Plant-Insect Ecosystems
10-Minute Paper
Mark A. Genung
Assistant Professor
University of Louisiana
Lafayette, Louisiana
James Reilly
Rutgers, The State University of New Jersey
Powhatan, Virginia
Neal M. Williams
Professor
University of California
Davis, California
Andrew Buderi
University of Louisiana
Lafayette, Louisiana
Joel Gardner
University of Manitoba
Winnipeg, Manitoba, Canada
Rachael Winfree
Rutgers, The State University of New Jersey
New Brunswick, New Jersey
Ecosystem functions provided by insects, such as pollination, pest control, decomposition, are critical for human well-being. Hundreds of experiments have found species richness promotes ecosystem function, but this literature is dominated by controlled, small-scale studies of plant communities. We know much less about how the loss of insect biodiversity will affect ecosystem function at larger scales in non-experimental systems. We conducted landscape-scale studies of wild bee pollination of six plant species - three wildflowers and three crops, at 16-24 sites per plant species.

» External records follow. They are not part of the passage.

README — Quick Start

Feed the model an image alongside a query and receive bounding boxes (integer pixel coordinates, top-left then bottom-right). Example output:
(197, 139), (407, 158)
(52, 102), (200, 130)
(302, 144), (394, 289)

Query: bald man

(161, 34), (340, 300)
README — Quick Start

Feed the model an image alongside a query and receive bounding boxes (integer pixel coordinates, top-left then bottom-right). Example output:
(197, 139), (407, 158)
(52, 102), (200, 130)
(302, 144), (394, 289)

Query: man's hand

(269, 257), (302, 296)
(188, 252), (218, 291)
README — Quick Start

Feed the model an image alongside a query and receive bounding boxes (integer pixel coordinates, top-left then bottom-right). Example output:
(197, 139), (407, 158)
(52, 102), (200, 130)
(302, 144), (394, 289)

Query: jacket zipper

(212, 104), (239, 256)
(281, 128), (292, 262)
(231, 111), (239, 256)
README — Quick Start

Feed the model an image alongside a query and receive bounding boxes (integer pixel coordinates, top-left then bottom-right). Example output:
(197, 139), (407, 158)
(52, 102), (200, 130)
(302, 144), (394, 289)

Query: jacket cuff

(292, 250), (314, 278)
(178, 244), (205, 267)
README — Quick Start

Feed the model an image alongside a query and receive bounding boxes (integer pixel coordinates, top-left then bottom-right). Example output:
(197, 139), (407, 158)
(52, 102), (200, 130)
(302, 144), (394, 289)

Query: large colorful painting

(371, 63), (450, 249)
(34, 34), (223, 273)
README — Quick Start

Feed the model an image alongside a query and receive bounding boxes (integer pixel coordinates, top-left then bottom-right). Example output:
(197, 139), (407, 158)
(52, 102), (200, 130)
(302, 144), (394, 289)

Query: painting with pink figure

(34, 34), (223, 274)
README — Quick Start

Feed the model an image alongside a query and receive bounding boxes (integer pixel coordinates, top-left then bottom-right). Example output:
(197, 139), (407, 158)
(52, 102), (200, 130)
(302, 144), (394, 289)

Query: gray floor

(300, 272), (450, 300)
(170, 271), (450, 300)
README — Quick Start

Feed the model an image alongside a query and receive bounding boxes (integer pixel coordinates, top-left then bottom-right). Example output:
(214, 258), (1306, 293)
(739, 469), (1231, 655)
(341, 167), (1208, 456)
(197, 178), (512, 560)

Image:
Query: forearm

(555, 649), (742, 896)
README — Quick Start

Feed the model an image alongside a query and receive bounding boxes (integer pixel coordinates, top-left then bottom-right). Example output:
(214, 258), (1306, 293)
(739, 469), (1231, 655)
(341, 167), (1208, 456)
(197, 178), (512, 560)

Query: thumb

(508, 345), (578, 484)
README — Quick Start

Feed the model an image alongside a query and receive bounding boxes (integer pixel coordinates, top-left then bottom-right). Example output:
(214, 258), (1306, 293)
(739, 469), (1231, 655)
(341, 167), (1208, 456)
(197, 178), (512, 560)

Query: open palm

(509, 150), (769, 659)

Using independent datasets, we defined at-risk bee species as those that are currently rare or historically declining. We engaged with two knowledge gaps in biodiversity-function research. First, the amount of function provided by at-risk species is unknown for all taxa, including insects. Averaging across plant species, we found that 15 percent of pollination function was provided by at-risk bee species. Second, deciding how to analyze large-scale (i.e., multi-site) data is not trivial. Should data be aggregated across sites to reveal species broadly important to ecosystem function, or should we ask how many species are needed to maintain ecosystem function across all sites simultaneously? We found 12 times more at-risk bee species were needed to meet pollination thresholds across all sites simultaneously, compared to meeting one region-scale pollination threshold. By showing that at-risk species are needed to maintain pollination across many sites at once, our results show that changes in bee biodiversity could limit the reliable pollination of wildflowers and crops.